# Pigeon names



## HappyXD (Dec 2, 2011)

Hi,
My pigeon eggs are about to hatch and I want to give them a good name but I cant think of any good one's so I am asking you all if you could help me find some good names for them.


----------



## Jasmeet Singh (Aug 13, 2012)

dont really know the colors  so ill just share names that come to me.

Pidgey (common name)
spots
spotty
hot shot
raven
robin


thats really all i can come up with without knowing the color sorry =[


----------



## HappyXD (Dec 2, 2011)

So your a singh too. How many pigeons do you keep?


----------



## Jasmeet Singh (Aug 13, 2012)

yea im punjabi, but im staying with rollers not too expensive to take care of easy to maintain and food is very cheap.


----------



## HappyXD (Dec 2, 2011)

Same im punjabi, i keep rollers to there real fun to watch right?
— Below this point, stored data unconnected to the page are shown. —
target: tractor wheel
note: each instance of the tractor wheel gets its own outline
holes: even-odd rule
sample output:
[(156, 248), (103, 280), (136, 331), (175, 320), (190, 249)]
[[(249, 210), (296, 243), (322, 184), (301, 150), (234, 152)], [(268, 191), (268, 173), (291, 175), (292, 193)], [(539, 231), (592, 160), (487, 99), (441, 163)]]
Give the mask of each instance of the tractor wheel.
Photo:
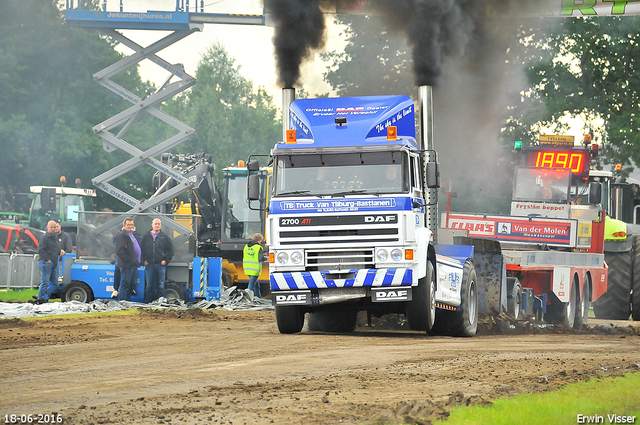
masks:
[(81, 303), (90, 303), (93, 301), (93, 291), (84, 282), (73, 281), (65, 285), (60, 298), (63, 302), (79, 301)]
[(406, 307), (409, 328), (430, 331), (436, 320), (436, 277), (433, 263), (427, 261), (427, 275), (413, 288), (412, 300)]
[[(640, 236), (633, 241), (633, 281), (631, 282), (631, 317), (640, 320)], [(609, 270), (611, 276), (611, 270)]]
[(586, 326), (589, 320), (589, 306), (591, 305), (591, 279), (586, 277), (584, 279), (584, 286), (582, 287), (582, 295), (580, 296), (580, 302), (578, 303), (578, 309), (576, 311), (576, 321), (573, 327), (580, 329), (582, 326)]
[(182, 285), (176, 282), (166, 282), (164, 285), (164, 296), (168, 300), (176, 299), (180, 301), (187, 301), (187, 293)]
[[(635, 238), (634, 245), (638, 238)], [(640, 251), (635, 251), (636, 256)], [(631, 314), (631, 277), (633, 273), (634, 250), (605, 252), (604, 260), (609, 266), (607, 292), (593, 304), (596, 319), (627, 320)], [(639, 268), (640, 271), (640, 268)]]
[(478, 330), (478, 284), (476, 269), (470, 261), (464, 263), (460, 285), (460, 310), (438, 310), (430, 334), (470, 337)]
[(522, 315), (522, 285), (517, 277), (507, 278), (507, 312), (516, 320)]
[(357, 311), (320, 311), (309, 313), (310, 331), (349, 333), (356, 328)]
[(304, 326), (304, 311), (297, 305), (276, 306), (276, 323), (281, 334), (295, 334)]

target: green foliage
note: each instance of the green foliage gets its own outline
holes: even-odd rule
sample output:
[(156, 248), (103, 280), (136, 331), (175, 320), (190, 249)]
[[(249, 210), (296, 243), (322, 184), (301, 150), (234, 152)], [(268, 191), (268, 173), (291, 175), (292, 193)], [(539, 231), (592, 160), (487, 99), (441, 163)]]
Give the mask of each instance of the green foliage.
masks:
[(196, 72), (198, 83), (168, 102), (165, 111), (195, 128), (197, 137), (180, 150), (213, 155), (220, 178), (222, 168), (268, 154), (282, 139), (272, 97), (251, 81), (220, 44), (210, 46)]
[[(371, 16), (337, 15), (349, 40), (344, 52), (329, 52), (325, 80), (338, 96), (409, 94), (415, 91), (409, 47), (403, 37)], [(365, 71), (366, 70), (366, 71)]]
[[(640, 417), (640, 373), (620, 378), (593, 378), (570, 384), (559, 391), (543, 394), (521, 394), (499, 398), (491, 407), (458, 407), (451, 416), (436, 423), (469, 425), (507, 424), (575, 424), (578, 415), (601, 416), (598, 423), (610, 422), (607, 415)], [(592, 418), (594, 419), (594, 418)], [(595, 423), (595, 422), (590, 422)]]
[(640, 17), (541, 20), (521, 40), (515, 60), (531, 88), (514, 105), (510, 137), (535, 139), (541, 125), (562, 131), (563, 115), (581, 115), (604, 142), (604, 162), (640, 164)]
[[(92, 127), (130, 104), (96, 84), (93, 73), (117, 61), (114, 43), (70, 28), (51, 1), (0, 2), (0, 186), (26, 192), (65, 175), (89, 181), (116, 163)], [(118, 82), (144, 96), (133, 68)]]

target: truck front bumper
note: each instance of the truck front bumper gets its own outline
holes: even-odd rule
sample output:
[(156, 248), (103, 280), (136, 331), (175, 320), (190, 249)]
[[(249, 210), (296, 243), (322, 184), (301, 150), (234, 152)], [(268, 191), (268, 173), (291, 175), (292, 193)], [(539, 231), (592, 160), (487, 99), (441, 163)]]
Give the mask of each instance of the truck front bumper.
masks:
[(347, 278), (334, 278), (328, 271), (271, 273), (269, 280), (272, 291), (289, 291), (296, 289), (323, 288), (363, 288), (402, 286), (413, 284), (413, 270), (395, 269), (362, 269), (342, 273)]

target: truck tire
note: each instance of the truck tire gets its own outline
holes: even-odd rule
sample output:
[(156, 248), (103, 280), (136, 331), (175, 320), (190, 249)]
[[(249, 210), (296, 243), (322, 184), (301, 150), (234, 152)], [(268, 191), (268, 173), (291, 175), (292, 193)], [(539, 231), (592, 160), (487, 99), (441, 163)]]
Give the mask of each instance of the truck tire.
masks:
[(436, 277), (431, 261), (427, 261), (427, 275), (413, 288), (405, 314), (409, 328), (415, 331), (428, 332), (436, 321)]
[(170, 300), (180, 300), (187, 301), (187, 293), (185, 292), (182, 285), (176, 282), (166, 282), (164, 285), (164, 296)]
[(460, 285), (460, 310), (438, 310), (430, 334), (470, 337), (478, 330), (478, 284), (471, 261), (464, 263)]
[(576, 316), (578, 315), (578, 280), (573, 279), (571, 285), (571, 294), (569, 294), (569, 301), (566, 303), (556, 302), (547, 307), (547, 318), (550, 323), (562, 325), (566, 328), (573, 328), (576, 323)]
[(77, 280), (72, 281), (70, 284), (65, 285), (60, 298), (63, 302), (79, 301), (81, 303), (90, 303), (93, 301), (93, 291), (84, 282)]
[(517, 277), (507, 278), (507, 312), (516, 320), (522, 316), (522, 285)]
[[(634, 237), (634, 245), (638, 237)], [(635, 255), (634, 255), (635, 252)], [(627, 320), (631, 314), (631, 278), (634, 257), (640, 252), (634, 249), (623, 252), (605, 252), (604, 260), (609, 266), (607, 292), (593, 304), (596, 319)], [(640, 271), (640, 270), (639, 270)]]
[(589, 306), (591, 305), (591, 278), (588, 276), (584, 279), (584, 286), (582, 287), (582, 295), (580, 296), (580, 302), (576, 310), (576, 321), (573, 327), (580, 329), (582, 326), (587, 326), (589, 321)]
[(309, 313), (307, 327), (310, 331), (349, 333), (356, 328), (357, 311), (320, 311)]
[(295, 334), (304, 326), (304, 311), (300, 306), (276, 306), (276, 323), (281, 334)]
I have two eggs that are going to hatch today or tomorrow so i cant wait until then.


----------



## Jasmeet Singh (Aug 13, 2012)

i have tipplers in punjab. yes rollers are fun to watch.


----------



## HappyXD (Dec 2, 2011)

What part of punjab?


----------



## Jasmeet Singh (Aug 13, 2012)

HappyXD said:


> What part of punjab?


near ludhianna


----------



## HappyXD (Dec 2, 2011)

ok do you know any tips for baby pigeons/squabs


----------



## Jasmeet Singh (Aug 13, 2012)

HappyXD said:


> ok do you know any tips for baby pigeons/squabs


yea - leave them with their parent until they r like 28 days old or once squeeked watever ur comfortable with then right when you take them out of the breeding loft put them in a cage on top of ur flying loft with water then whistle/shake bottle with seeds or rocks in it and put the bird through the trap and feed it and just repeat this process every day for 2 weeks and then open the door to ur flying loft and let the bird choose if it wants to fly or not just wait dont force him out if he doesnt fly its all good just close the door and keep trying the day he flys wait like 10 minutes and whistle/shake bottle and see if he returns. thats what i do very affective i would recommand letting him out with birds that are already trained to return home so he comes down with them less chance of losing him


----------



## HappyXD (Dec 2, 2011)

How long have you been raising pigeons for?


----------



## Jasmeet Singh (Aug 13, 2012)

this is where i got it http://www.roller-pigeon.com/Roller_Pigeon_Articles.html 
there r 5 articles view all of them it will help you out alot


----------